So earlier this month I wrote an article about the “Main dude” in a band and how that can impact band dynamics.

It got quite a bit of traction, especially, I noticed, among main dudes from bands across the world. However, a question that got raised by several friends of mine was simply “What do you do if the guy who styles himself as the main dude doesn’t actually do anything?” I’ll be honest – I hadn’t thought of this question even though its one I struggle with. There are tons of bands I work with where the main member doesn’t actually do anything but still bitches about how their bandmates are totally useless. I get that and that’s endlessly aggravating. So this is a piece dedicated to the secret drivers of bands, the folks who need to suffer under fragile egos and inflated senses of self importance in figuring out what needs to be done.

There can be a lot of weird reasons why the person who thinks they are the main dude is not actually.
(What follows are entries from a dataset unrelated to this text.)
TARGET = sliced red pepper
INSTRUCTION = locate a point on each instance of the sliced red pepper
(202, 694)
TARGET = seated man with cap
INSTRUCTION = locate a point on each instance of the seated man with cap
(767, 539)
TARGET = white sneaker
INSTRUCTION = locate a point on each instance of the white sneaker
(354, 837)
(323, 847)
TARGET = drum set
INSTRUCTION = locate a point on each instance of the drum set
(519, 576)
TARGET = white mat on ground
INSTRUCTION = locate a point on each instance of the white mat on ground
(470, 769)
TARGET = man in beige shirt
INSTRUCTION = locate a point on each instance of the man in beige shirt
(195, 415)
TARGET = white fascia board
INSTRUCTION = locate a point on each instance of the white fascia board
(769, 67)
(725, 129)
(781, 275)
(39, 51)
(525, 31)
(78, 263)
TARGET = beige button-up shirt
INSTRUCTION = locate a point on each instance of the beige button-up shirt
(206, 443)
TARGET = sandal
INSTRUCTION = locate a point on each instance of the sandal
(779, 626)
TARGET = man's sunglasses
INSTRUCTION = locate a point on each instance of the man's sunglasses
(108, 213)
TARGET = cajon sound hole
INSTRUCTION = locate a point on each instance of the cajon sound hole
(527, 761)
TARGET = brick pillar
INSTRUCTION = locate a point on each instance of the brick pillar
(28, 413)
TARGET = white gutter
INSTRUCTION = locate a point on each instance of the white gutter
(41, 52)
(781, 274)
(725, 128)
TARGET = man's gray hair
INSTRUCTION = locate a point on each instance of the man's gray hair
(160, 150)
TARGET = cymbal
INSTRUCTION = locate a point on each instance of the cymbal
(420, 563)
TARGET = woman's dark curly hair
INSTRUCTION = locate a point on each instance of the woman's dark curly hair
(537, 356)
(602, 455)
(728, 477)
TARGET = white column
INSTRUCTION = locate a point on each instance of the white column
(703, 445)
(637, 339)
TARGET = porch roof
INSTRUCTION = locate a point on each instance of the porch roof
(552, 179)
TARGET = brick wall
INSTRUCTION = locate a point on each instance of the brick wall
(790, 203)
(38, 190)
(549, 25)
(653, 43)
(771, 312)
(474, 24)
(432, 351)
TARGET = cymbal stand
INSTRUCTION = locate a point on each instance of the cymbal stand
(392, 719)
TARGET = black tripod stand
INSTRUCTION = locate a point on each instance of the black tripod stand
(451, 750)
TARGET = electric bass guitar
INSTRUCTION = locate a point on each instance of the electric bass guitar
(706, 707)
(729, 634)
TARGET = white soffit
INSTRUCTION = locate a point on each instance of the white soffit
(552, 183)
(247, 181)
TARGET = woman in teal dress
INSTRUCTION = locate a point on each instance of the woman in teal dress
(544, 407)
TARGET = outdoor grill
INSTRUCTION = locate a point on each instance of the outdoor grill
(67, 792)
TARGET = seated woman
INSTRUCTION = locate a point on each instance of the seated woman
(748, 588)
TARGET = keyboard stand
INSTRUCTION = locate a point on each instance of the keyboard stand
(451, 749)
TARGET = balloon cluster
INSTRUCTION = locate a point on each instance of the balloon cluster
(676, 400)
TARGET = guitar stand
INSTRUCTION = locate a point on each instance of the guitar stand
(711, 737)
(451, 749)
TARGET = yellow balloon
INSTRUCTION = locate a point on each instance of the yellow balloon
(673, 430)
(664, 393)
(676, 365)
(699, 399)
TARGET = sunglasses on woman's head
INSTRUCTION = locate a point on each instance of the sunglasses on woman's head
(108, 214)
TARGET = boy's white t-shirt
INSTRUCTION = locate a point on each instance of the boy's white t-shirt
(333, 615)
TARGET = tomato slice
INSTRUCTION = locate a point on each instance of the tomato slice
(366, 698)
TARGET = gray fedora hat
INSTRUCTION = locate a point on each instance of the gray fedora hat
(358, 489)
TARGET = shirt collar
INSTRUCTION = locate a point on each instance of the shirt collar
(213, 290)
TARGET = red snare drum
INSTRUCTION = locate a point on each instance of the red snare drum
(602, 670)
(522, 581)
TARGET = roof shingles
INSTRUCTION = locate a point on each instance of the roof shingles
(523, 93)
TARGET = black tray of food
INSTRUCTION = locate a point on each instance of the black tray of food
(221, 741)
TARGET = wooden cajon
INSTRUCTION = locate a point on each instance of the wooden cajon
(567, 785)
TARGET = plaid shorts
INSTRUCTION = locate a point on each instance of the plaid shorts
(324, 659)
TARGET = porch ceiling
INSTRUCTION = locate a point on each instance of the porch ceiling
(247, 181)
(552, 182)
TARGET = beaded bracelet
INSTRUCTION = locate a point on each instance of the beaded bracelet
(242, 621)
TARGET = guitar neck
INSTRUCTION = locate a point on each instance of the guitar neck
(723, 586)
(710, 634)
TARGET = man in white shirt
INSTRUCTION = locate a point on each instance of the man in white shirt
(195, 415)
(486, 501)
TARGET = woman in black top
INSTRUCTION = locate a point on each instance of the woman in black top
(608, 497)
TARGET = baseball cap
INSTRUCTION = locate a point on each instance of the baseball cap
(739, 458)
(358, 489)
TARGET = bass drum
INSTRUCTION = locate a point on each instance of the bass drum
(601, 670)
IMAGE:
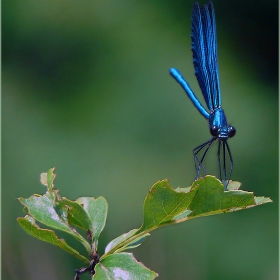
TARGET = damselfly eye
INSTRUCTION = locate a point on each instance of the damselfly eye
(214, 130)
(231, 131)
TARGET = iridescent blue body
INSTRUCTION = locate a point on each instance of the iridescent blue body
(204, 48)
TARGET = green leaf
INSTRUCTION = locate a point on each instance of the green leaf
(29, 225)
(97, 212)
(163, 203)
(45, 210)
(122, 266)
(77, 216)
(211, 198)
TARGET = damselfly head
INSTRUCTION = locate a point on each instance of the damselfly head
(231, 131)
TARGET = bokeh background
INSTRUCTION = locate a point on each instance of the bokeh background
(86, 89)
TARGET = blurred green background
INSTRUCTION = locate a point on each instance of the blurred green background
(86, 89)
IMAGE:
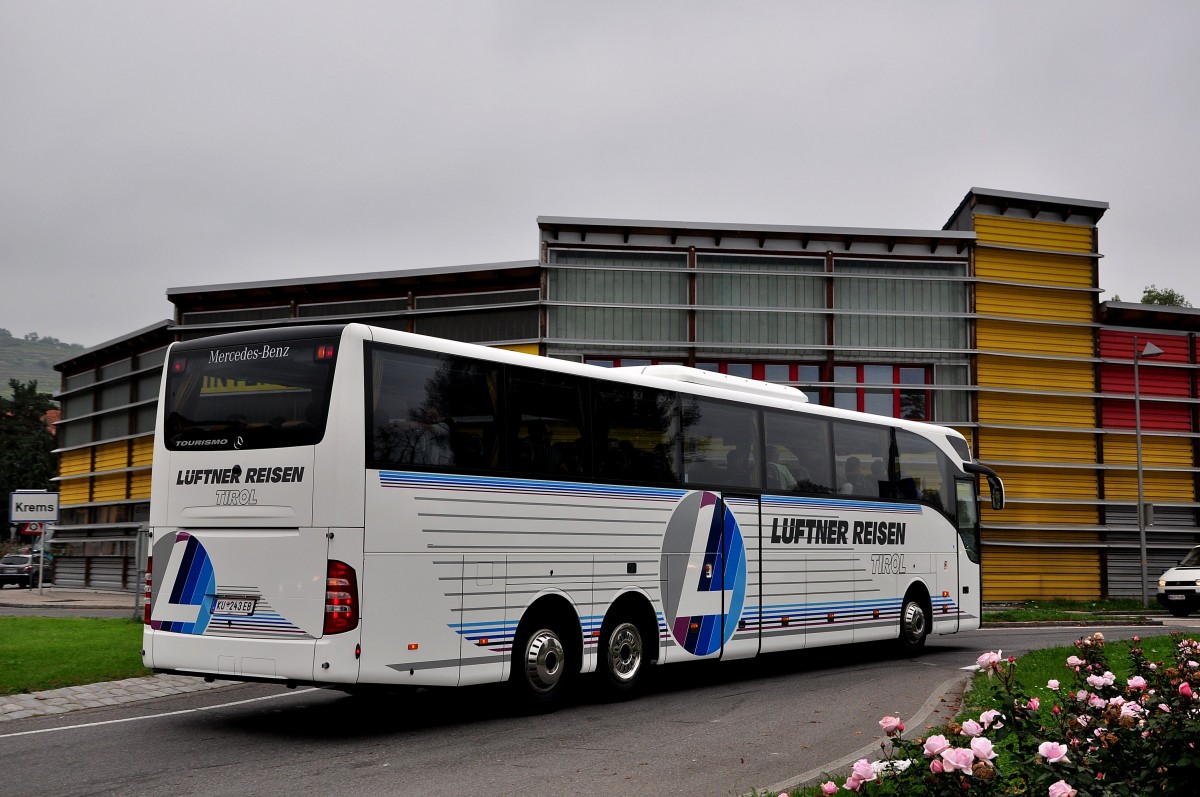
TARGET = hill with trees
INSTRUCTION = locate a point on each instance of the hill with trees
(31, 358)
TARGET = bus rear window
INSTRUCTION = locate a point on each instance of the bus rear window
(250, 395)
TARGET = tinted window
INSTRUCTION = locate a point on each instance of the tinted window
(721, 444)
(546, 427)
(635, 433)
(798, 454)
(249, 395)
(922, 469)
(432, 411)
(862, 454)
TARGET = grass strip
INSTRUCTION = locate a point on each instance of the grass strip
(39, 653)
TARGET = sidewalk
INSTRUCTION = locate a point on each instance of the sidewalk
(58, 600)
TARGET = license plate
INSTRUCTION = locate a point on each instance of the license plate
(234, 606)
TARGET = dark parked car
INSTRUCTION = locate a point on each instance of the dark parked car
(22, 569)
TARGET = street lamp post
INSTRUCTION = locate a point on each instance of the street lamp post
(1150, 351)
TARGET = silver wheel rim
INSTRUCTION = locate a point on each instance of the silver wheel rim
(544, 660)
(625, 652)
(913, 621)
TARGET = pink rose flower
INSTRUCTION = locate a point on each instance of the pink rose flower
(935, 744)
(957, 759)
(982, 749)
(1053, 751)
(1061, 789)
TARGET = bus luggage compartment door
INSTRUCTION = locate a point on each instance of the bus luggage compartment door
(247, 603)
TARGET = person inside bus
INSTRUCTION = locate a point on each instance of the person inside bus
(778, 474)
(544, 457)
(855, 483)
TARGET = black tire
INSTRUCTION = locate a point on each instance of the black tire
(623, 657)
(915, 622)
(541, 664)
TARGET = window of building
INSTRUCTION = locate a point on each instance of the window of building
(892, 390)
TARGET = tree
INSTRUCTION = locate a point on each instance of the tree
(27, 444)
(1163, 297)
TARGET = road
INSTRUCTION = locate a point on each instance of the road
(700, 730)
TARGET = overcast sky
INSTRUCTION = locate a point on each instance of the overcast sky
(147, 145)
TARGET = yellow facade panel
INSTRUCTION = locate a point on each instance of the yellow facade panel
(143, 451)
(1165, 451)
(1037, 411)
(525, 348)
(1033, 234)
(73, 491)
(1173, 487)
(1019, 301)
(1042, 514)
(1035, 268)
(139, 484)
(1036, 375)
(72, 462)
(1035, 574)
(1037, 447)
(111, 487)
(113, 456)
(1045, 483)
(996, 335)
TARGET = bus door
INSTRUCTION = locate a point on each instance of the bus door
(703, 573)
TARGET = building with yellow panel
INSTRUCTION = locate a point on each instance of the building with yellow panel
(991, 324)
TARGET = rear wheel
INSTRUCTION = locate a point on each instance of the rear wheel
(541, 669)
(623, 655)
(913, 624)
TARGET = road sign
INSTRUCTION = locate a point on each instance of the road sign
(34, 507)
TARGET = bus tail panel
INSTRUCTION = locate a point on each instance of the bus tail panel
(247, 603)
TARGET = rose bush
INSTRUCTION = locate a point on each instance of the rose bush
(1092, 736)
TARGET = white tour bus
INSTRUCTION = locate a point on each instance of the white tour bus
(348, 505)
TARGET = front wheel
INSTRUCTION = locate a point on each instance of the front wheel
(913, 625)
(623, 657)
(540, 665)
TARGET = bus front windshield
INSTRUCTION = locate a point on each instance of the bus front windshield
(249, 395)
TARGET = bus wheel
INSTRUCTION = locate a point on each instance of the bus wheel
(540, 667)
(623, 655)
(913, 624)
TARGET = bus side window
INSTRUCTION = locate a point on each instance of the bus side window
(798, 454)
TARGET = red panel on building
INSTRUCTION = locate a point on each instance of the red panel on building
(1156, 377)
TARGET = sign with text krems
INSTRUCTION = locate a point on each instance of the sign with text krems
(33, 507)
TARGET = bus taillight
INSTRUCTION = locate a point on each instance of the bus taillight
(145, 599)
(341, 598)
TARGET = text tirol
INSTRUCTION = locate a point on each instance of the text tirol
(810, 531)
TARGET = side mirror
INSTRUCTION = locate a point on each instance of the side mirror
(997, 491)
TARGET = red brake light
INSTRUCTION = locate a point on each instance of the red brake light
(145, 599)
(341, 598)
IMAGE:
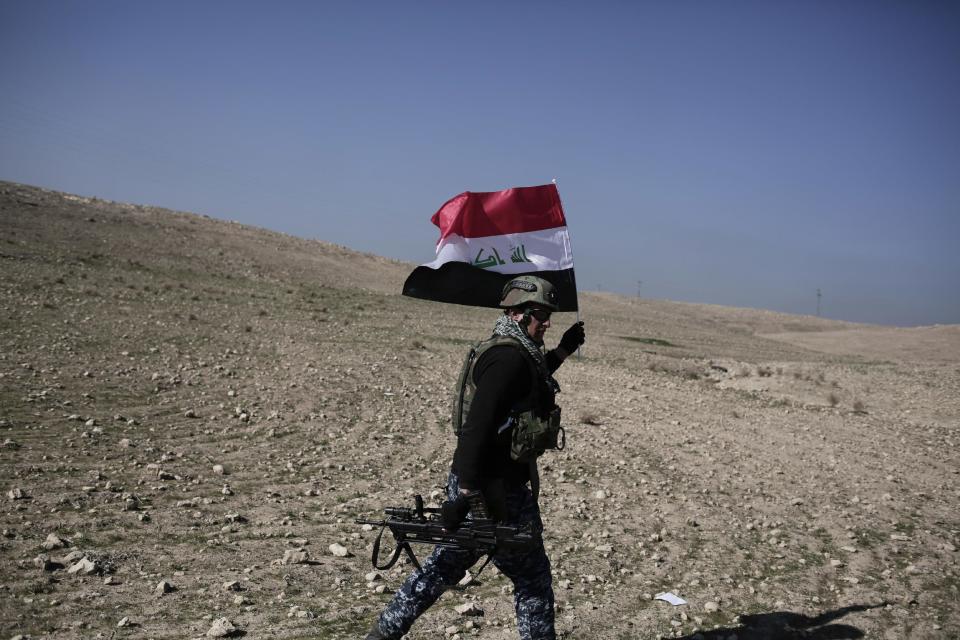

Maybe they were the ones who started the band and want to claim that they retain some supremacy over decision making. Or maybe they handle a lot of the number crunching and ordering the merch and whatnot so they view themselves as the business person in the band but they don’t handle any of the relationships that get you good shows. There’s also a chance that it’s the opposite – they are the friendliest person in the band but when you try and give them some small project to work on they totally shoot themselves in the foot. It’s not easy to balance these things out, especially with the sorts of people who like to play in independent bands. It’s not an easy conversation to have either – you don’t want to be the guy who says “Chuck, you’re kind of useless, stop shooting yourself in the foot.” Especially if you’ve known Chuck for a decade!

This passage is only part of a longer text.